Tuesday, February 21, 2017

Descriptive Statistics and Mean Centers

Introduction

Fig 2.0: Racer Times
  One goal of this lab is to become familiar with the concept of standard deviation, and other statistics. The second goal is to understand the difference between mean centers and weighted mean centers. This lab is broken up into two separate parts.
  Part one consists of defining and implementing a variety of statistics. These statistics include range, median, mode, kurtosis, skewness, and standard deviation. The statistics will be derived from the data set shown at right in figure 2.0. All statistics will be calculated using Excel except for the standard deviation which will be done by hand. The scenario for this lab is a cycling race (Tour de Geographia). In Tour de Geographia, there is both a team and an individual component. The individual who wins the race wins $300,00 with 25% going to the team owner, but the team that wins is awarded $400,000 with 35% going to the team owner. After performing the statistics based previous race result, team Astana or team Tobler will be chosen depending on which team and team owner will most likely make the most money at the race.
  Part two consists of calculating mean centers and weighted mean centers. Population data from 2000 and 2015 for Wisconsin counties will be used to determine the weighted mean center of population for both 2000 and 2015. Also, the geographic mean center of Wisconsin counties will be shown on the map. The difference between geographic mean center and weighted mean center will be discussed. Then, there will be some discussion about the patterns displayed in the map.

Part I: Defining and Calculating Statistics

Definitions

Range: Is the difference between the highest and lowest values in the data set.

Mean: Is equal to all the values added together divided by the number of items in the data set.

Median: The exact middle value of the data set. If the data set has an even number of data then the median is found by finding the mean between the two middle values in the data set.

Mode: Is the most common value in the data set.

Skewness: Refers to the symmetry of the data distribution. There is positive and negative skewness.

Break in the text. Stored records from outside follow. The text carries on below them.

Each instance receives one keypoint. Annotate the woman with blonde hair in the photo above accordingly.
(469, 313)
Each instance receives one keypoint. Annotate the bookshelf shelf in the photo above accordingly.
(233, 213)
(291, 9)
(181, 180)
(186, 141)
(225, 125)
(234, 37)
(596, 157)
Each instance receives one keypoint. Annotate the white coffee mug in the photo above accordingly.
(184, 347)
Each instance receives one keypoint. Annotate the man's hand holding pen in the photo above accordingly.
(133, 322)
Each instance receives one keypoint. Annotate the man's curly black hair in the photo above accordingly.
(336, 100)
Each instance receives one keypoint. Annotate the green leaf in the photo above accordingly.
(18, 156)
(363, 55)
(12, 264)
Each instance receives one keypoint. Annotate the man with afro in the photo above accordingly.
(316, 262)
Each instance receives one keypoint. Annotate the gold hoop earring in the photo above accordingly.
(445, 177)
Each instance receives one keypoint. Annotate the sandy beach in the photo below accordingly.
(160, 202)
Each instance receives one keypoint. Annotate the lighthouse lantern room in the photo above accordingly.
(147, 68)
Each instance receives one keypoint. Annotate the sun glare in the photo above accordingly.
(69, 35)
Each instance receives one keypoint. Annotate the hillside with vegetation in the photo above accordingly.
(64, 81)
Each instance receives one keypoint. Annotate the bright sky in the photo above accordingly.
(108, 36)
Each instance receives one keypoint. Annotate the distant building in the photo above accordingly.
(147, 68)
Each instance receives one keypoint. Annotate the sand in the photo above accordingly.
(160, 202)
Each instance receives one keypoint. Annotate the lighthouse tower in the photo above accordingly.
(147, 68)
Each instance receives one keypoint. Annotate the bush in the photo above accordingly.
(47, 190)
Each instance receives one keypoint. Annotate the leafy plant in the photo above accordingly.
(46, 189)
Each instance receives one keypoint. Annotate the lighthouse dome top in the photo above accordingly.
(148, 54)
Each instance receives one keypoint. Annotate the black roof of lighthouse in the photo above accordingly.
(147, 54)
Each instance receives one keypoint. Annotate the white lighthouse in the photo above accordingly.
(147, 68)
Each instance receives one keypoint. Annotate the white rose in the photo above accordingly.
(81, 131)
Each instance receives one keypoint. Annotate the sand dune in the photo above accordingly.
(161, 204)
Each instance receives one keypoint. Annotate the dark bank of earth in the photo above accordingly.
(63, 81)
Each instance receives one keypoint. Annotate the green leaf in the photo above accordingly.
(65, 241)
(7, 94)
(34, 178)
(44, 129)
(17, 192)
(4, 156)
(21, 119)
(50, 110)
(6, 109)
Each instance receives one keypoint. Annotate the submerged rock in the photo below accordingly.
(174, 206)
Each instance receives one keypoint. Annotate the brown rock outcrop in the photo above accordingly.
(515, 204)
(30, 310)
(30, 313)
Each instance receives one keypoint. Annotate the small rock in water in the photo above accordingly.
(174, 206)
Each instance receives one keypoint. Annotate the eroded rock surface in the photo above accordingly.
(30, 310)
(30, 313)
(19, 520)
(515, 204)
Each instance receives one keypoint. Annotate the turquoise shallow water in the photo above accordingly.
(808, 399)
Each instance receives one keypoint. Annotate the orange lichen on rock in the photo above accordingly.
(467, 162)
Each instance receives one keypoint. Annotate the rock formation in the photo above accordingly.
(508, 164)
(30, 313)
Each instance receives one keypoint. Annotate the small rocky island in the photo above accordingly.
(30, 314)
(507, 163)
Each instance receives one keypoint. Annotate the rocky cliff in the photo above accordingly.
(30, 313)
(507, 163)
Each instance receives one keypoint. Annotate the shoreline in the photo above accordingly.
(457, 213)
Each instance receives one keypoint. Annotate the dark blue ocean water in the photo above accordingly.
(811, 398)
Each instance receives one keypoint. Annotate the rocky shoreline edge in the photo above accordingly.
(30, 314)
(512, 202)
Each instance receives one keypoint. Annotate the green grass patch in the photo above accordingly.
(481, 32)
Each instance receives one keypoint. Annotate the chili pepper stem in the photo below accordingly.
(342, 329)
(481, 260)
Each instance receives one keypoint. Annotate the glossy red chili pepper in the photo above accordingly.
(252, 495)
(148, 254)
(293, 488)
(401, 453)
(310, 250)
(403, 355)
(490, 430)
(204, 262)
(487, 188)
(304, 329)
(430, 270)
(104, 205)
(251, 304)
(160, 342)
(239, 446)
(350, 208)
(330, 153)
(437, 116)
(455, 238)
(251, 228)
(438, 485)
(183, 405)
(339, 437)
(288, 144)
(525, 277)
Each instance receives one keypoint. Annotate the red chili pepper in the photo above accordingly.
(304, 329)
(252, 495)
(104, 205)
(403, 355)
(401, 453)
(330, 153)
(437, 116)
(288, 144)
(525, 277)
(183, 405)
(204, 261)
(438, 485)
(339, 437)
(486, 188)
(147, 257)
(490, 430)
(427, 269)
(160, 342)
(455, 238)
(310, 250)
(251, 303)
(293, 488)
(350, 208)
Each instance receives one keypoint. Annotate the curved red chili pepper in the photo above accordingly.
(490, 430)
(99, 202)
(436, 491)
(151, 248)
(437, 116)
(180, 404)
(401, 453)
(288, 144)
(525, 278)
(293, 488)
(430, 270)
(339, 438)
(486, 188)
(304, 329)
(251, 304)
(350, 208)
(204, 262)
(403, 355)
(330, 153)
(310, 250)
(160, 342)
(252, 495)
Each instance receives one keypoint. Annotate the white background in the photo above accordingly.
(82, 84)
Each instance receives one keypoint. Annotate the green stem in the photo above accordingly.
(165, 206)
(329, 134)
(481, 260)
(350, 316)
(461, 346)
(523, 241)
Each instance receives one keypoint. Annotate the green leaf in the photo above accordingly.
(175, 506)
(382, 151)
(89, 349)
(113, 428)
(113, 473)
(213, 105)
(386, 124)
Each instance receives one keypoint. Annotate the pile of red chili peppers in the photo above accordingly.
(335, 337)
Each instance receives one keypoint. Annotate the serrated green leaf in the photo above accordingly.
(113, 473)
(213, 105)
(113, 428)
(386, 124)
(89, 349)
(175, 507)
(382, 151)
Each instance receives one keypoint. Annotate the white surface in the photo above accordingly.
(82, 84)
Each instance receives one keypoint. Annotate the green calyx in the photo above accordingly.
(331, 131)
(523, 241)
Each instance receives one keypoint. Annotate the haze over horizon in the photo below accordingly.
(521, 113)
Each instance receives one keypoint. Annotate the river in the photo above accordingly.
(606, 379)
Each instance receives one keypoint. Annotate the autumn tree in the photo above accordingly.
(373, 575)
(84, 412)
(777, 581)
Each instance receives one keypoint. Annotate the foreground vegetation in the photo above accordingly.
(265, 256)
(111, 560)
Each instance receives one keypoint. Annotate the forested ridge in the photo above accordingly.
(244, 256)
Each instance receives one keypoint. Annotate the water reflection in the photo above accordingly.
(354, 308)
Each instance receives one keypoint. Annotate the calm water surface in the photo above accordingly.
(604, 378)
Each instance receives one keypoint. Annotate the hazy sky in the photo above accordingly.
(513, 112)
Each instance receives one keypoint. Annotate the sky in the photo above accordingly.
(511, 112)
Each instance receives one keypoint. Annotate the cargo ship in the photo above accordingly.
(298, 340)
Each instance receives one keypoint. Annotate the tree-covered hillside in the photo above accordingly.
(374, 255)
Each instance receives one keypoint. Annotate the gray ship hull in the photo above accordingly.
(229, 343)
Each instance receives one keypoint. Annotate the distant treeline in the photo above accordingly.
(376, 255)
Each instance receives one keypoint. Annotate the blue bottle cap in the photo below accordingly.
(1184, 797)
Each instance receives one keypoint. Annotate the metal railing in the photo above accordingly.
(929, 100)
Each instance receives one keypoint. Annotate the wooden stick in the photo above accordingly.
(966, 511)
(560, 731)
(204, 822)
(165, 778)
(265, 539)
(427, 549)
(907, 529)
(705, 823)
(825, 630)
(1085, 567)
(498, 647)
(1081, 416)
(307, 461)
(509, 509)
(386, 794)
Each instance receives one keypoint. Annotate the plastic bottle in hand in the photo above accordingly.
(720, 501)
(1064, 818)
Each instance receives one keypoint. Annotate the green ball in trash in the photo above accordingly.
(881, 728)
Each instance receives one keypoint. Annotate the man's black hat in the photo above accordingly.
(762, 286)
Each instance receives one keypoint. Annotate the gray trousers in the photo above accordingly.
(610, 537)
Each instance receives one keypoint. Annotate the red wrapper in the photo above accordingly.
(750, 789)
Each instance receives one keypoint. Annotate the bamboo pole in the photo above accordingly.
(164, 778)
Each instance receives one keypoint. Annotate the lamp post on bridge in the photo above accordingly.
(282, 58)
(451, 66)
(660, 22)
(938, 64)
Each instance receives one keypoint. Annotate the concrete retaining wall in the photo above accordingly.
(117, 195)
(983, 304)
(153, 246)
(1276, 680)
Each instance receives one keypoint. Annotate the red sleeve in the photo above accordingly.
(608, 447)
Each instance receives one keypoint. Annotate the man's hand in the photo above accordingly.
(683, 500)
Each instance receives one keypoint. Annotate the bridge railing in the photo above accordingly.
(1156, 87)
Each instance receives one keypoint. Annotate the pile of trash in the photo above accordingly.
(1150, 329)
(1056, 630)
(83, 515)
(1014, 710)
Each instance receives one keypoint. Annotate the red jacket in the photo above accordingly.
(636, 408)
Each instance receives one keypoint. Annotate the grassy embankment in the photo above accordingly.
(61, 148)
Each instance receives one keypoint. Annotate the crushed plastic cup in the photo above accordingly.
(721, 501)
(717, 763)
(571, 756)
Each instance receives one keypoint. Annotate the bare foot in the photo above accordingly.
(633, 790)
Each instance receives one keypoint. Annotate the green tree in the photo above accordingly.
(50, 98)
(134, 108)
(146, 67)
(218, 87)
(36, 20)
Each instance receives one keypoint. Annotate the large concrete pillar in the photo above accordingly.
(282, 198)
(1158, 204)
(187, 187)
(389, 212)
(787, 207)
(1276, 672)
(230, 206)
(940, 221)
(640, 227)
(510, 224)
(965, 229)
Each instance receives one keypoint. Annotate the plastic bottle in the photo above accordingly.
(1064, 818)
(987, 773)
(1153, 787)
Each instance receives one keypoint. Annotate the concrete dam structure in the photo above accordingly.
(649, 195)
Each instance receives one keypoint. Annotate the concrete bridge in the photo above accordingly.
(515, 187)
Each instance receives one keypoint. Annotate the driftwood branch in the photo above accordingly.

Positive skewness occurs when the skew is calculated to be over 1, while negative skewness occurs when the skew is calculated to be less than -1. When the skew is between -1 and 1, it is generally considered a normal distribution. Visually, positive skewness will have a long tail to the right because of the large outliers in that direction, and a negative skewness will have a long tail to the left because of the small outliers in that direction.
Kurtosis
Fig 2.1: Different Types of Kurtosis


Kurtosis:  Is how peaked a data set is. Kurtosis doesn't have units, but it is given as a number.  Positive kurtosis (Leptokurtic) is when the peak is very steep and the number is greater than 4, and negative kurtosis (Platykurtic) is when the peak is spread out and the number is less than 2. When the peak follows a normal distribution, it is given the name Mesokurtic when the number is between 2 and 4. The graphic on the right, in figure 2.1, does a nice job of showing the different types of kurtosis. When kurtosis is calculated in Excel, a 3 is subtracted from the original value.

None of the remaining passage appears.